THE PURSUIT OF OBLIVION

A Global History of Narcotics

by Richard Davenport-Hines

Pub Date: Sept. 1st, 2002
ISBN: 0-393-05189-7
Publisher: Norton

A British historian trains an eye on the vast history of human experience with illicit drugs.

Beginning roughly in the 18th century, the author relates how opium, cocaine, heroin, cannabis, and many other substances that have bedeviled modern society began their once-innocuous trajectories. Most were first used for healing purposes (“Heroin” was the brand name used by Bayer to market a cure to calm respiratory ailments) or as a means of sedation.

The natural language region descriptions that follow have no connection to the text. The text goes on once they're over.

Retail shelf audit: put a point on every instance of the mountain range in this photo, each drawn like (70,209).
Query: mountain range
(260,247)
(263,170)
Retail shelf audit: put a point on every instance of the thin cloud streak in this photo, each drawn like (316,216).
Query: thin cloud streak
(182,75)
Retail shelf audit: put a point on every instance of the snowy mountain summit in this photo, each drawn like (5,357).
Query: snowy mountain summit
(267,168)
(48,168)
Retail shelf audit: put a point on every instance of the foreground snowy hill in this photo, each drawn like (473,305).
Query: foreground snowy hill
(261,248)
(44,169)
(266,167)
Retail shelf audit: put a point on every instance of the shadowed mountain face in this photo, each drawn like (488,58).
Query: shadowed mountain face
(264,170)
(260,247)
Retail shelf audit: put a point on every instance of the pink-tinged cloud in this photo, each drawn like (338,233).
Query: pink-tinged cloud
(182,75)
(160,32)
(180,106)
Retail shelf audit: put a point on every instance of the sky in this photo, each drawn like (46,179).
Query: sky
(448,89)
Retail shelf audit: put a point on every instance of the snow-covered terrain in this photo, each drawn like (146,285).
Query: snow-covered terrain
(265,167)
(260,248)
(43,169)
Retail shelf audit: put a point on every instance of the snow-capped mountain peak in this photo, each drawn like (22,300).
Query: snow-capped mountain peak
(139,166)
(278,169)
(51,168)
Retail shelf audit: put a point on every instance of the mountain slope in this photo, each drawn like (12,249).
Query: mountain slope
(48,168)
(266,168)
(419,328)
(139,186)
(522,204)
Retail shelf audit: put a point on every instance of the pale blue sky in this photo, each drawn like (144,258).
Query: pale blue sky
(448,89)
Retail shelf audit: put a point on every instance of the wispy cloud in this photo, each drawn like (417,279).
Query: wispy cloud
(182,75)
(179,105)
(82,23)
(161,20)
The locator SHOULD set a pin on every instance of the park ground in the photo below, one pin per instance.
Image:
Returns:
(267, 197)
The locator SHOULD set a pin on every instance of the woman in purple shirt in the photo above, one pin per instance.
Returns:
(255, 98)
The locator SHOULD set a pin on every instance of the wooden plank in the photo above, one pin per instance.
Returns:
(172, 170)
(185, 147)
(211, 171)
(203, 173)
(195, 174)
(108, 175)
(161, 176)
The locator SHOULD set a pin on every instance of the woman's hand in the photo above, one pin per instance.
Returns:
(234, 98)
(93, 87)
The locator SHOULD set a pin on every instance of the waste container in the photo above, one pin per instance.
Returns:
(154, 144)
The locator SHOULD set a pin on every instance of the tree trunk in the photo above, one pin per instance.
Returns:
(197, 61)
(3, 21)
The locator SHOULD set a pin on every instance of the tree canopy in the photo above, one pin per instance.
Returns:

Marijuana had medical applications; cocaine was distributed to miners and plantation workers in hot climates to maintain their productivity. As the title implies, what all these substances have in common is their ability to transport the user to a more pleasant state of mind. The author views this human desire for peace, serenity, and “paradise” as a natural impulse and rues the fact that since the early 20th century it has instead been defined as criminal. He points out that prohibition of narcotics arose not from concern for drug use but as a means of criminalizing or marginalizing such specific minorities as youths, blacks, and Asians. Punitive treatment of drug users has not been especially effective, he avers, even though prison sentences for using or supplying drugs remain draconian. Because tough punishments and crackdowns drive up risk and therefore price, they actually end up serving as business incentives for drug suppliers. Davenport-Hines (Gothic, 2000, etc.) offers few specific remedies, although he discusses the example of the Netherlands, where legal, affordable marijuana has reduced dependence on harsher narcotics and addiction-related crime. Making narcotics similar to alcohol in availability by restricting children’s access and closely regulating purchases will ultimately be most helpful to individuals and to society as a whole, he argues. But this is not so much a polemic as a compelling sourcebook whose sheer heft of information, supported by the author’s intelligent take on drug history, grants it the power to persuade.

A well-drawn, comprehensive account of a troubling subject.